Let the symmetric matrix M of the form:
\begin{bmatrix} 
  A & B \newline
  B^T & C  \newline
\end{bmatrix}
We have that $C$ is positive semidefinite. Is there a way to transform the constraint $A-BC^{-1}B^T \leq 0$ to a constraint using matrix $M$? 
I know that in case the constraint was $A-BC^{-1}B^T \geq 0$ the answer is $M \geq 0$.

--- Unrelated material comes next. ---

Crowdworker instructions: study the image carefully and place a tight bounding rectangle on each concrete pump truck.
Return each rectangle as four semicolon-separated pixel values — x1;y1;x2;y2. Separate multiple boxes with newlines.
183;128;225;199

But can we say something similar for the negative definite constraint? (I have already checked that $A-BC^{-1}B^T \leq 0 \Leftrightarrow M \leq 0$ Does not hold.) Is there another way to transform this constraint to a linear over the matrix B?
Thank you very much!
 A: $M$ is congruent to ${\rm diag}(A-BC^{-1}B^T,C)$. Therefore the condition $A-BC^{-1}B^T\le0$ amounts to saying that the maximal dimension of positive subspace is the size $p$ of $C$.If $A-BC^{-1}B^T<0$, this is saying that the signature of $M$ is $(p,0,q)$, where $q$ is the size of $A$.
A: Its not completely clear what you are asking: what does it mean to "transform this constraint to a linear over the matrix B?" But perhaps it will be helpful to note that the set of matrices of your form satisfying $$C \geq 0, ~~A - B C^{-1} B^T \leq 0$$ is not convex: just consider what happens when you take the average of two $2 \times 2$ matrices, one with $A=2,C=1/2,B=1$ and the other with $A=1/2, C=2, B=1$. So it is impossible to express these two constraints in terms of linear inequalities on matrices $A,B,C,D$. 
A: No, that's not quite the generalization that you'll get when you extend the Schur complement theorem for positive definite matrices to negative definite matrices.  Try using the fact that a matrix $X$ is negative definite if and only if $-X$ is positive definite and then follow the sign changes through- you'll end up with a slightly different $M$ matrix.